Coming of Age in Macholand
Masculinity, Patriarchy, and the Search for Freedom in Indian Punjab
Coming of Age in Macholand
Masculinity, Patriarchy, and the Search for Freedom in Indian Punjab
An eye-opening anthropological examination of masculinity, violence, and transnational migration focused on present-day Punjab.
In Coming of Age in Macholand, the anthropologist and filmmaker Harjant S. Gill shows how Punjabi men in India, disillusioned by promises for power and control, contend with patriarchy: by submitting to it, attempting to transgress it, migrating to escape it, and coming undone by it. Gill takes readers deep inside men’s worlds to show how boys come of age and masculinity is produced through pervasive violence, while it is also underlined with intimacy in the form of fraternal love and homosocial bonds.
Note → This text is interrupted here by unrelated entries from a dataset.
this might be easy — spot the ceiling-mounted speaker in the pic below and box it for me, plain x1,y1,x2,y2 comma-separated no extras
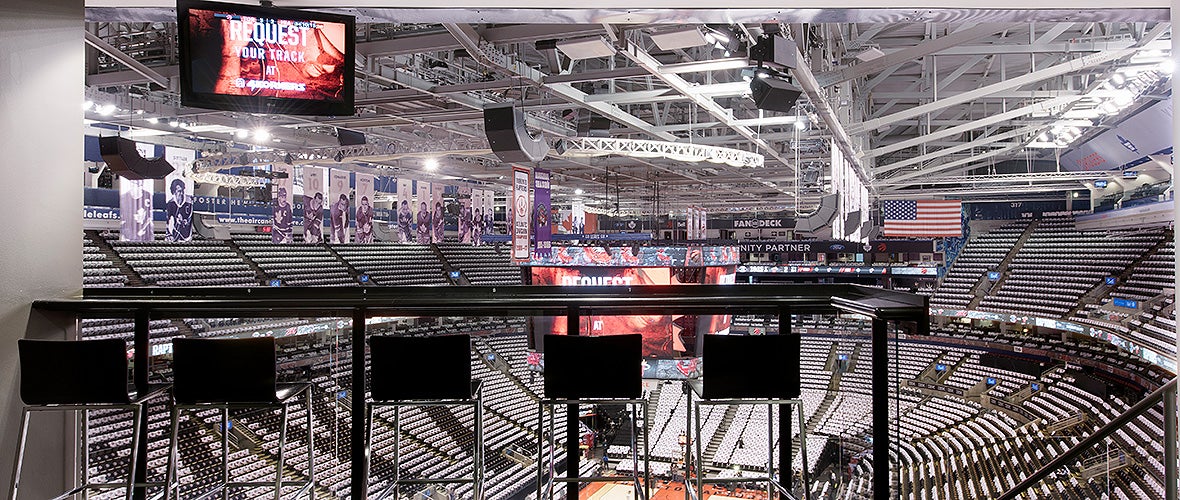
98,136,174,180
483,102,548,163
749,77,803,114
749,34,797,70
336,128,366,146
576,110,612,138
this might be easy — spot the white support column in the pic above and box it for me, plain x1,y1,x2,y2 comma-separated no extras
0,0,84,497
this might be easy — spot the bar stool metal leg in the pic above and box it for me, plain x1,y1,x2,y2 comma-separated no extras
274,404,290,500
8,408,30,500
165,406,181,500
126,406,144,500
307,388,314,500
221,408,229,500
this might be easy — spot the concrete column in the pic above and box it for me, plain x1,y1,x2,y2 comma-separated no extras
0,0,85,497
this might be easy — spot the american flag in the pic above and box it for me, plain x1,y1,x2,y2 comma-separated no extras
882,200,962,237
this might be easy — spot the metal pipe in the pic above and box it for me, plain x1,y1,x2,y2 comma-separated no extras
351,308,368,500
566,306,580,500
998,378,1178,500
871,319,889,500
1165,384,1176,500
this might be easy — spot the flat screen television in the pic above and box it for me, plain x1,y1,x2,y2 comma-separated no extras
177,0,355,116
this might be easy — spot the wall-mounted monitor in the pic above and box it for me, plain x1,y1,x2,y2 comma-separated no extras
177,0,355,116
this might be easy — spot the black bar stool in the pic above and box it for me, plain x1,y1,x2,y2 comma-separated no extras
685,334,808,500
10,338,168,500
365,334,483,499
536,333,649,500
165,337,314,500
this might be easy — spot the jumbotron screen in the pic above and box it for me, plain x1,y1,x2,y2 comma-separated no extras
528,265,735,378
177,0,355,115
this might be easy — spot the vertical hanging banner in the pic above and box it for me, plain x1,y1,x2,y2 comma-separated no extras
302,167,325,243
470,189,484,245
329,169,350,244
164,147,196,242
354,173,375,243
458,186,473,244
164,171,194,242
119,178,154,242
416,181,432,244
396,178,413,243
484,189,495,237
512,166,531,263
568,201,587,235
533,169,552,257
271,165,294,243
693,206,703,239
431,183,445,243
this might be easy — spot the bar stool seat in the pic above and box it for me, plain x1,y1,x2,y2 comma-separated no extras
165,337,314,500
536,333,649,500
684,334,808,500
10,338,169,500
365,334,483,499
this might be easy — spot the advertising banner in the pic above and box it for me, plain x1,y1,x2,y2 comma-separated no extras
164,171,194,242
533,169,552,257
396,178,413,243
416,181,431,244
431,183,445,243
302,166,325,243
119,178,154,241
698,207,707,240
458,186,473,244
512,166,531,263
484,190,495,236
354,173,375,243
182,6,349,103
471,189,485,245
329,169,350,244
1060,97,1172,171
271,164,294,242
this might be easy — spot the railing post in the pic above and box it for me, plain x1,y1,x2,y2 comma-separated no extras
352,307,368,500
566,306,580,500
1166,383,1177,500
778,305,792,499
871,319,889,500
133,309,149,500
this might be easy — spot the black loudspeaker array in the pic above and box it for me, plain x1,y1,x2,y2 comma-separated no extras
749,77,803,114
483,102,548,163
336,128,366,146
98,136,175,180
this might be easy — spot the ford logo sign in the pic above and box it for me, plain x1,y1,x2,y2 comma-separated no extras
830,244,845,251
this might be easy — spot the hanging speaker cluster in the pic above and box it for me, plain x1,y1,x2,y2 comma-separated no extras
749,75,803,114
483,102,548,163
98,136,175,180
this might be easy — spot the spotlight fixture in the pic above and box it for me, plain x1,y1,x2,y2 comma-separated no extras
168,119,181,128
334,151,345,162
235,129,249,139
253,128,271,141
574,188,584,195
146,117,159,124
423,158,439,170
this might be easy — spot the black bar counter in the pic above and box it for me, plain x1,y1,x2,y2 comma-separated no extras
33,284,927,500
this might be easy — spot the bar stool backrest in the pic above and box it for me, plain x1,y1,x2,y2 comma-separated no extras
702,334,801,399
173,337,277,404
18,339,130,405
370,334,472,401
543,334,641,399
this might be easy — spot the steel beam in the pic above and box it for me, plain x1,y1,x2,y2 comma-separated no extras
83,31,169,87
865,94,1082,158
815,23,1021,87
875,124,1043,174
851,23,1167,134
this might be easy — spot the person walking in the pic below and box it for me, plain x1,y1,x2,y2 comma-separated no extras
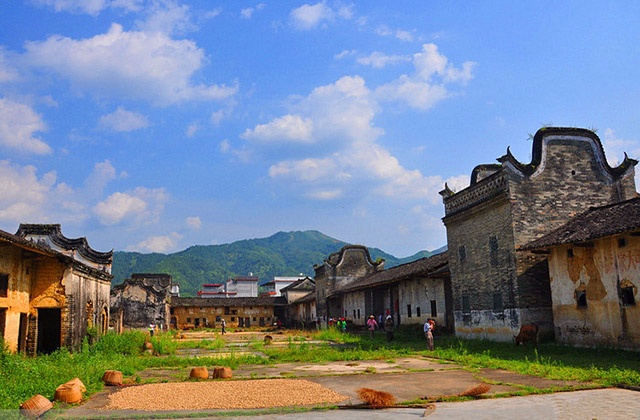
221,318,226,335
366,315,378,339
424,318,435,350
384,315,394,342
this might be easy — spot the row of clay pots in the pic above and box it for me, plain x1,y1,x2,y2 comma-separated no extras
20,377,86,418
189,366,233,379
20,370,124,418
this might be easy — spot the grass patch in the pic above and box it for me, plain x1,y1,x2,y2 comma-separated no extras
1,327,638,410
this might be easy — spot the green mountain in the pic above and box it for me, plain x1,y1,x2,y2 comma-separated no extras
112,230,436,297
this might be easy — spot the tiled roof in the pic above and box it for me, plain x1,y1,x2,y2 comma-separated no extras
332,251,449,296
522,197,640,250
172,296,287,307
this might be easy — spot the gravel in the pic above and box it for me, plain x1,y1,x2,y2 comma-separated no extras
105,379,349,411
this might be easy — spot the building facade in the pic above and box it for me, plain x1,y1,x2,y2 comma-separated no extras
440,127,637,342
313,245,384,323
524,197,640,349
0,224,112,354
170,296,286,329
110,273,174,332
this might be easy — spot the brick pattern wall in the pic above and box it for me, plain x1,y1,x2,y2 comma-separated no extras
443,130,637,342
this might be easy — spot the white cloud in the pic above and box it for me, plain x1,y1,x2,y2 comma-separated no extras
130,232,181,253
290,2,351,30
357,51,410,69
0,98,51,154
375,43,476,110
185,123,199,137
33,0,141,15
242,115,314,143
24,23,238,106
185,216,201,229
93,192,147,225
0,48,20,83
83,160,117,194
0,160,55,221
135,1,195,35
93,187,167,225
99,106,150,132
375,25,415,42
240,3,266,19
260,75,442,202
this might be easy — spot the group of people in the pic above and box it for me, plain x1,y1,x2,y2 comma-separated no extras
367,314,436,349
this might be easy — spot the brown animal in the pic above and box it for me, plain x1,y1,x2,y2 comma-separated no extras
514,324,538,346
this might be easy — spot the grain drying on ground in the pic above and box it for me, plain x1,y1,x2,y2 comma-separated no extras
105,379,348,411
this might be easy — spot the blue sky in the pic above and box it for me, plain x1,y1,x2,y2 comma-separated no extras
1,1,639,258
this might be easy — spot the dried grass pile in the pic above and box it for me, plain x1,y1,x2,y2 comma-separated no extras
458,383,491,397
356,387,397,407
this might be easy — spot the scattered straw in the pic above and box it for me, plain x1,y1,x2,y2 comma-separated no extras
356,387,397,407
458,383,491,397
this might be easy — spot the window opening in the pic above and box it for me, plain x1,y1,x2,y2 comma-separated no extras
493,293,503,312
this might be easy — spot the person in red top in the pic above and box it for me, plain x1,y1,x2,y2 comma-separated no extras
366,315,378,339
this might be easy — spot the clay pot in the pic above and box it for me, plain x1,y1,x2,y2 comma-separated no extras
189,366,209,379
54,383,83,404
20,394,53,418
102,370,123,386
264,335,273,344
212,366,232,379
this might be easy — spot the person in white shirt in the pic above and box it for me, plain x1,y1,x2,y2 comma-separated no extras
424,318,435,350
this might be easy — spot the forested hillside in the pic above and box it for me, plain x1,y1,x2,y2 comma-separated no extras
112,230,436,297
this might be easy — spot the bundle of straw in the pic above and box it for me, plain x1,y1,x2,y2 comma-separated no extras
356,387,397,407
458,383,491,397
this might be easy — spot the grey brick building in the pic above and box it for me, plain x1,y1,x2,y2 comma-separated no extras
440,127,637,341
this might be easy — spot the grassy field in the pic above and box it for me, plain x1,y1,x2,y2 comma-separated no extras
1,326,638,411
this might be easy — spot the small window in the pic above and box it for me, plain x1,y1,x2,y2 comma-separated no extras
621,283,636,306
567,248,574,258
186,317,191,323
407,304,412,318
416,307,421,317
493,293,503,312
431,300,437,317
618,238,627,248
461,296,470,314
357,309,360,319
576,290,587,308
458,245,466,262
489,236,499,266
0,274,9,297
353,309,356,318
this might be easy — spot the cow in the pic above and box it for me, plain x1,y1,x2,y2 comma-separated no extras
514,324,538,347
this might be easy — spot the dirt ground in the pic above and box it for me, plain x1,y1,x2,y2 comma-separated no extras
59,331,597,418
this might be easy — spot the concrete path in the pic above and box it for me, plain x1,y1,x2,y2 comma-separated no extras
219,388,640,420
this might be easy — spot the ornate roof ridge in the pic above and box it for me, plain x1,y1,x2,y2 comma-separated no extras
498,127,638,177
15,223,113,264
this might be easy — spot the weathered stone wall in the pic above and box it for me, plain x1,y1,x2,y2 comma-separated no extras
444,195,526,340
110,274,172,330
63,270,111,351
342,290,366,324
314,246,383,320
397,276,447,327
508,135,637,248
549,235,640,349
0,247,31,352
442,128,636,343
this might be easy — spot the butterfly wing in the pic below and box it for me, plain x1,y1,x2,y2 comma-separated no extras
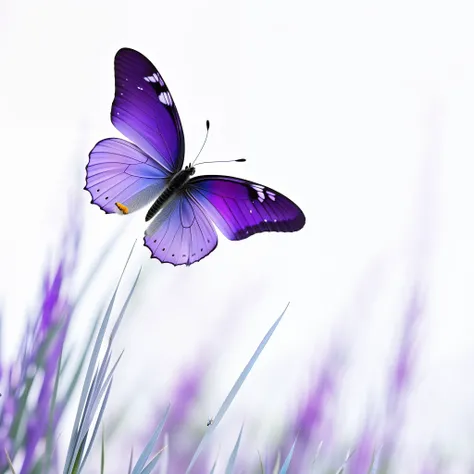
187,176,305,240
112,48,185,174
144,191,218,266
85,138,169,214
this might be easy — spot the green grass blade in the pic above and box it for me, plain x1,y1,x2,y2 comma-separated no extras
4,448,17,474
101,426,105,474
43,350,63,474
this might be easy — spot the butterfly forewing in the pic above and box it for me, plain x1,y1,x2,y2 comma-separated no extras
85,138,169,214
112,48,185,173
187,176,306,240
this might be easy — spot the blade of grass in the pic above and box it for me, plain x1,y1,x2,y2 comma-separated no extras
71,228,133,311
158,433,169,474
76,265,140,443
257,451,265,474
4,448,17,474
63,292,116,471
63,244,138,473
71,438,87,474
279,438,297,474
225,425,243,474
60,310,102,406
128,449,134,474
43,350,63,474
185,303,289,474
139,450,165,474
131,405,170,474
209,461,217,474
368,446,382,473
9,322,63,446
272,453,281,474
335,449,354,474
78,376,115,472
101,427,105,474
77,351,119,444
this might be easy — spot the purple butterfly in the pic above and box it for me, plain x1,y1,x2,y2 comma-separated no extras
85,48,305,266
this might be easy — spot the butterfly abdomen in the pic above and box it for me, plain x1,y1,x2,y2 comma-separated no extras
145,166,195,222
145,187,173,221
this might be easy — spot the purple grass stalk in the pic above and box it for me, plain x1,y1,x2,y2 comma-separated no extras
165,365,206,431
20,315,69,474
388,287,423,413
269,350,342,473
40,263,64,333
294,359,338,442
133,365,210,473
20,266,71,473
161,370,211,472
0,234,77,473
346,424,377,474
380,285,424,470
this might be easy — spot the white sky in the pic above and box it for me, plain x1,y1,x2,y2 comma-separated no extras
2,0,474,471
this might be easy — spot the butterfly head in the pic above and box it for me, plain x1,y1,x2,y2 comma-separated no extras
184,163,196,176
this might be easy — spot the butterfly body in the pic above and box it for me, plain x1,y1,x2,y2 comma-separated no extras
85,48,305,266
145,164,195,222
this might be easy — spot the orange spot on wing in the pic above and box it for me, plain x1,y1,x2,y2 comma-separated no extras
115,202,129,214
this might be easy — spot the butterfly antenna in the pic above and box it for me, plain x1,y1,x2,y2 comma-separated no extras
194,158,246,167
192,120,246,167
192,120,211,166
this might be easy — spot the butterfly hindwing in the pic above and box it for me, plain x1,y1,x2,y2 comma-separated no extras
85,138,170,214
112,48,185,174
144,191,218,266
187,176,306,240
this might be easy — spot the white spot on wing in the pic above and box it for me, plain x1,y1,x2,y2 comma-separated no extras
257,191,265,202
159,91,173,106
143,72,165,86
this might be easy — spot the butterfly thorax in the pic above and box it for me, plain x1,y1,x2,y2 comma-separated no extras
145,165,196,222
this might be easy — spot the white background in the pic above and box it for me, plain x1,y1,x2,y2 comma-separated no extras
2,0,474,471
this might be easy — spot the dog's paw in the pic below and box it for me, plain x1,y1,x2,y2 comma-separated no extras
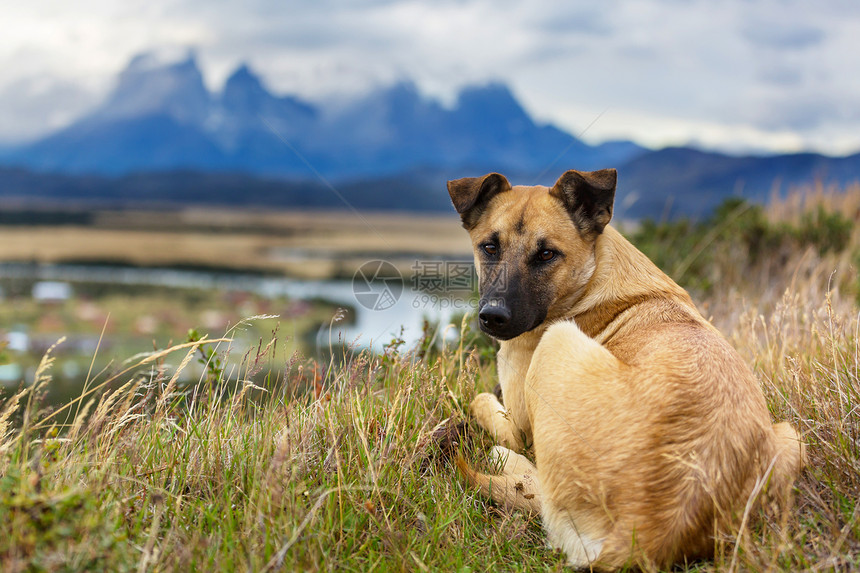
490,445,513,465
469,392,527,451
469,392,504,417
Based on four years of fieldwork carried out over a decade and hundreds of interviews, Gill explores how boys learn to become men against the backdrop of patriarchal constraints, political violence, changing agrarian economies, and outward migration. He also shows the great extent to which violence is a function and a reflection of powerlessness. By exploring the development of masculinity in a society where sexuality is sanctioned exclusively through heteronormative frameworks of marriage and family, this book documents how patriarchy forecloses sexual agency and emotional autonomy. Ultimately, it offers an indictment of patriarchy as a system that not only oppresses women but also constricts men’s intimate and sexual choices.